Ōsaka’s Food Markets: Kuromon and Black Gate

Kuromon Ichiba (黒門市場 — Black Gate Market) in Osaka’s Nipponbashi neighbourhood is the specific Osaka food market most directly comparable to Tsukiji outer market in its combination of wholesale food trade and retail consumer culture.

The specific Kuromon experience: approximately one hundred and fifty shops selling fresh fish, fresh meat, fresh vegetables, prepared foods, and various other food products in the specific Osaka style — which means, as a general rule, generously portioned, affordable, immediately available for consumption, and presented with the specific Osaka merchant culture’s directness. The Kuromon Market tuna counter that cuts fresh tuna to order and sells it by the piece at prices that compare favourably to restaurant prices; the specific fresh oyster stand that serves cold Hiroshima oysters at three oysters for eight hundred yen — these specific experiences are available only in Kuromon Market’s specific combination of wholesale supply and retail access.
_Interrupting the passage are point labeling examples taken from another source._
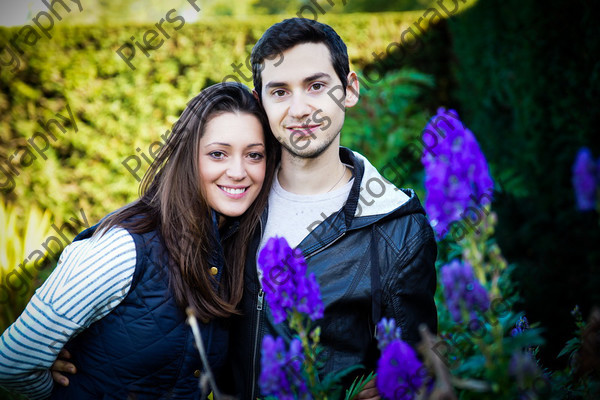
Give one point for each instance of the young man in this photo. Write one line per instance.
(369, 243)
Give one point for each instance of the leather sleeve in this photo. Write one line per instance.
(409, 293)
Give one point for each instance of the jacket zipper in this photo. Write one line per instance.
(259, 307)
(324, 247)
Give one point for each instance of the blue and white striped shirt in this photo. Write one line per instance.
(92, 277)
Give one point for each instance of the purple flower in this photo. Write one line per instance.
(456, 172)
(285, 282)
(281, 371)
(462, 289)
(386, 332)
(399, 372)
(584, 179)
(521, 326)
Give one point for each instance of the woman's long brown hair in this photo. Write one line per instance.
(173, 203)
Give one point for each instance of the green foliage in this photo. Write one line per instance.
(530, 91)
(118, 110)
(18, 273)
(387, 120)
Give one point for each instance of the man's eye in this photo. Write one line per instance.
(216, 154)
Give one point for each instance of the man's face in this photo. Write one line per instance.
(304, 118)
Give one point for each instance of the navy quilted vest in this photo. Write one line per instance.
(143, 349)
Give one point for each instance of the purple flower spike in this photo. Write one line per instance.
(462, 289)
(585, 179)
(521, 326)
(386, 332)
(281, 371)
(399, 372)
(285, 282)
(456, 172)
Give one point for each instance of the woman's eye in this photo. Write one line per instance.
(216, 154)
(256, 156)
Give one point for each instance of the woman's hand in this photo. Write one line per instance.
(61, 366)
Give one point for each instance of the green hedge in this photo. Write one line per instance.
(528, 76)
(117, 109)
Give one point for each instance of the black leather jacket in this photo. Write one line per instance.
(373, 258)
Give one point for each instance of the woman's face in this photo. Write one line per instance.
(232, 162)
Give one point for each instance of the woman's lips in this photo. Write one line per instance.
(234, 192)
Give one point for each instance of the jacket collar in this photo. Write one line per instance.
(372, 198)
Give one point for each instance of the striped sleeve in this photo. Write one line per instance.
(92, 277)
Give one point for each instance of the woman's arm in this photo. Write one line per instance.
(92, 277)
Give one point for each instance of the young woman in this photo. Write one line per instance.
(118, 295)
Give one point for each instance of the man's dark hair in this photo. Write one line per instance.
(291, 32)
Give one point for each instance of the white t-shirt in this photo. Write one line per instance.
(294, 216)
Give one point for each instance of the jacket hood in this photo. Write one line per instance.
(373, 197)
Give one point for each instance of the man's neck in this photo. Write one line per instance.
(308, 176)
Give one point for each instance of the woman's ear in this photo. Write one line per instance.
(352, 90)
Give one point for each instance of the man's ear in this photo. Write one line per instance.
(256, 96)
(352, 90)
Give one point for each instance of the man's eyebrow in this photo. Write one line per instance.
(318, 75)
(275, 84)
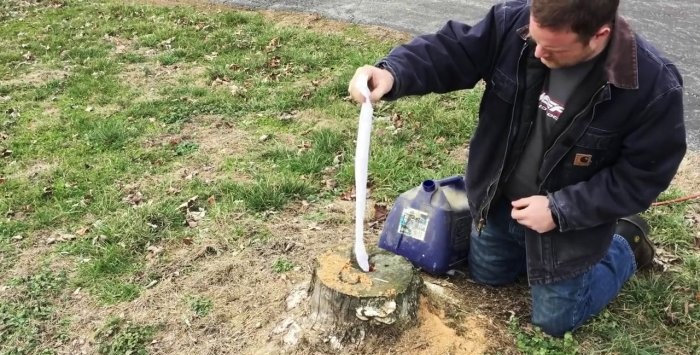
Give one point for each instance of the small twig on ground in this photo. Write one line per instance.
(676, 200)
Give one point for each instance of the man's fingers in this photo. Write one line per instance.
(521, 203)
(378, 81)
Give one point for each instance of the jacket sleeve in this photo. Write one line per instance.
(650, 156)
(454, 58)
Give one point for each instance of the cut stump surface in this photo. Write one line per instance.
(346, 302)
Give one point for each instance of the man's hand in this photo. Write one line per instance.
(533, 212)
(379, 81)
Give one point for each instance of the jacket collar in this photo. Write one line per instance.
(620, 65)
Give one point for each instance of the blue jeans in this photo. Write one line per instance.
(497, 257)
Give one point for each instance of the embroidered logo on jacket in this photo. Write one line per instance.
(583, 159)
(552, 108)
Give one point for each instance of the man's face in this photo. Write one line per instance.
(559, 48)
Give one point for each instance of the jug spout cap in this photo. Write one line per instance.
(428, 185)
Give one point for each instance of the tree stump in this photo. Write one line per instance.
(347, 303)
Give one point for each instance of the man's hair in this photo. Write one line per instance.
(583, 17)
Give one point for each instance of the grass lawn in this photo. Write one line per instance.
(167, 173)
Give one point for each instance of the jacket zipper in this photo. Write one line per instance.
(483, 214)
(567, 131)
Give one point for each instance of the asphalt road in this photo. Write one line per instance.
(670, 24)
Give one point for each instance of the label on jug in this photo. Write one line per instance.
(413, 223)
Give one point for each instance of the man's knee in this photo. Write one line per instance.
(561, 307)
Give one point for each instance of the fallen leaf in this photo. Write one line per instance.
(189, 204)
(155, 250)
(133, 198)
(380, 212)
(330, 184)
(348, 195)
(273, 44)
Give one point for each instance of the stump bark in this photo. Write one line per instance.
(347, 303)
Regional Markets: The Smaller Scale

Beyond the major urban markets, Japan maintains a network of regional wholesale and retail markets that are the specific daily supply chain for the specific regional food cultures I describe across this blog.

The chihō ichiba (地方市場 — regional market) of the major fishing ports — the specific morning markets of Hakodate in Hokkaido, the specific crab markets of Sakaiminato in Tottori Prefecture, the specific morning markets of Wajima in Ishikawa Prefecture — are each specific expressions of the specific relationship between the specific fish available at the specific port and the specific food culture that has developed around that availability.

The asa-ichi (朝市 — morning market) tradition: the specific early morning markets that operate in various forms across Japan — from the specific vegetable and flower markets of major agricultural areas to the specific seafood morning markets of coastal towns — maintain the specific daily fresh supply relationship between producers and consumers that the supermarket system has partly but not entirely replaced. The person who buys fresh vegetables from the specific farmer who grew them at the specific morning market near their home is participating in a supply chain of remarkable directness — a direct human connection between the specific agricultural work and the specific daily meal.


— Yoshi 🐟 Central Japan, 2026


Enjoyed this? You might also like: “Sushi vs. Sashimi: The Difference, the Etiquette, and the Truth About What You’re Eating” and “Japanese Seafood Beyond Sushi: What the Ocean Offers When You’re Not at a Sushi Counter” — both available on Japan Unveiled.